Anatomie d’une chute – de Justine Triet – 2023
Même avec trois premiers films formidables, Justine Triet ne nous avait pas préparé à ce chef d’œuvre qui semble d’une profondeur infinie, et d’une précision implacable. Son grand œuvre en quelque sorte, dont l’ambition est affichée dès le titre, qui évoque bien sûr le chef d’œuvre d’Otto Preminger Autopsie d’un meurtre, autre film où l’enquête et le procès servent à décortiquer les méandres mentales et relationnelles d’un accusé.
Avec cette complexité supplémentaire qu’il ne s’agit plus d’un meurtre, mais d’une chute, celle d’un homme dans un chalet isolé des Alpes. Est-ce un accident ? Un suicide ? Ou sa femme l’a-t-elle poussé ? De ce doute naît le récit, qui s’éloigne bien vite de la simple enquête de police. Justine Triet nous y introduit par le point de vue du fils du couple, un enfant malvoyant qui n’est témoin de la scène que par des sons, des sensations, et des certitudes. Belle idée qui permet au spectateur de s’immerger dans cette atmosphère pleine d’incertitudes en se reconnaissant dans la douleur de ce garçon (Milo Machado-Graner, d’une justesse et d’une profondeur parfaites, qui évite toute la mièvrerie des enfants acteurs).
Parce qu’il est difficile de s’attacher au personnage de la mère, géniale Sandra Hüller, qui semble si froide, si détachée, si à côté de sa douleur. Elle est pourtant, dans tous les sens du terme, le cœur du film : c’est autour d’elle, de cette froideur apparente, mais aussi de sa dignité et de sa liberté revendiquée, que Justine Triet construit son film avec intelligence.
Le récit, et le procès, représentent une sorte de cheminement vers la vérité intime de cette femme, et du couple qu’elle formait avec la « victime ». Et toutes les velléité de résumer le film à un thriller finissent par s’effondrer, comme l’argumentation d’un procureur qui cherche constamment à enfermer le drame dans une notion de Bien ou de Mal.
Justine Triet va bien au-delà.
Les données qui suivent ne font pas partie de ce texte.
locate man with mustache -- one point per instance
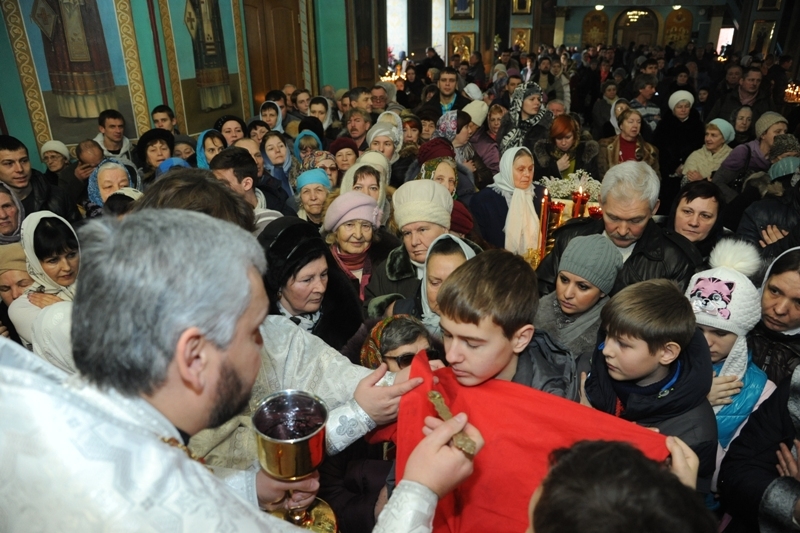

Elle dessine le portrait fascinant, émouvant et puissant d’un couple toxique au-delà de tous les clichés. Difficile d’en dire trop sans déflorer les surprises, belles et nombreuses. Mettons juste que Justine Triet plonge au plus profond de l’âme humaine pour en tirer la vérité la plus intime.
C’est aussi le portrait féministe d’une femme libre, celui d’une enfance bousculée, celui d’une justice défaillante, d’une police limitée, et d’un système médiatique qui s’emballe. C’est encore une histoire d’accomplissement, de déracinement. C’est enfin une grande leçon de cinéma, qui ne la ramène jamais avec des effets facile. C’est aussi la consécration d’une très grande directrice d’acteurs. C’est bien simple : même le chien est juste, et vrai.